E così, nel corso degli anni, le stanze della Viterbese hanno ospitato tutta una serie di individui che hanno pensato più ad occupare militarmente la poltrona, a marcare il territorio, piuttosto che allo sviluppo del progetto calcistico, al suo successo, alla sua solidità economica. Si sono accumulati debiti, così come si sono perse le partite e i campionati, senza preoccuparsene neanche un po’. Perché tanto la società sarebbe passata di mano ad altri, la politica avrebbe dato una mano ad insabbiare, e i tifosi avrebbero continuato a soffrire, ma chissenefrega.

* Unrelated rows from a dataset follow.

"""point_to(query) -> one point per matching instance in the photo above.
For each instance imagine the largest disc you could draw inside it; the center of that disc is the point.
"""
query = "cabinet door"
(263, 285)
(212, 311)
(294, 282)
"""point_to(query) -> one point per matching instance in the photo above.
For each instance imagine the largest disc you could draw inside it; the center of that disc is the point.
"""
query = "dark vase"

Emblematico il caso delle bollette dell’acqua non pagate, o pagate con una certa disinvoltura, diciamo, tanto poi arrivava sempre la parolina del politico amico che ci metteva la pezza.

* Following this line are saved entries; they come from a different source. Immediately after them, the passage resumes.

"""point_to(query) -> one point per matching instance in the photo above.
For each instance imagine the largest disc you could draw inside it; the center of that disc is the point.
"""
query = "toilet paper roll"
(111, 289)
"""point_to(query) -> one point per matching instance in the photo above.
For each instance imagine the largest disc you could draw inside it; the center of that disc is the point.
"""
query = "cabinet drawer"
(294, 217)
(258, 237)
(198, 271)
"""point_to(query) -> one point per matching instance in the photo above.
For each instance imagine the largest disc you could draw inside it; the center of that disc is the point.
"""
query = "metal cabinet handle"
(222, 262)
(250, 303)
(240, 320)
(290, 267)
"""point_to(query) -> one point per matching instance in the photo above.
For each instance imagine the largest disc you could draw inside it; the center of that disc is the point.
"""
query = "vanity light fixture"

“Adesso basta – tuona Camilli – Io ho le mie idee, quando vado a votare voto per chi mi pare, ma il calcio è un’altra cosa”. Un’altra affermazione che sarebbe normale e logica ovunque, ma che qui suona come aliena. Perché a Viterbo mai c’è stato un presidente disinteressato, un Padrone del Vapore duro e puro. L’ultimo forse è stato Enrico Rocchi, che Giove Palla lo benedica, uno che infatti per la Viterbese ci si è anche mezzo rovinato. Viene in mente anche un’altra figura che non c’è più, e cioè Carlo Maria Cardoni, il grande Carlo Maria Cardoni: colui che, almeno in un paio di occasioni e sempre disinteressatamente, ha salvato la baracca, facendo le cose per bene e con lucidità e senza chiedere niente in cambio. Poi è stato il nulla, le mezze figure, gli amici degli amici, o peggio i banditi puri, arrivati da fuori per fare soltanto bottino, tabula rosa, e poi sparire verso altri lidi, altri polli da spennare.
Camilli rappresenta il punto di svolta a questa situazione, e c’è da sperarlo davvero. Lo si intuisce dalle sue parole, e anche dall’approccio che ha avuto con il sindaco Leonardo Michelini. In questi primi felici contatti, non era certo il colore politico ad accumunare i due personaggi (che anzi la pensano in modo molto diverso). Semmai la serietà, la passione, l’interesse affinché il calcio cittadino imbocchi la strada giusta. E così sia.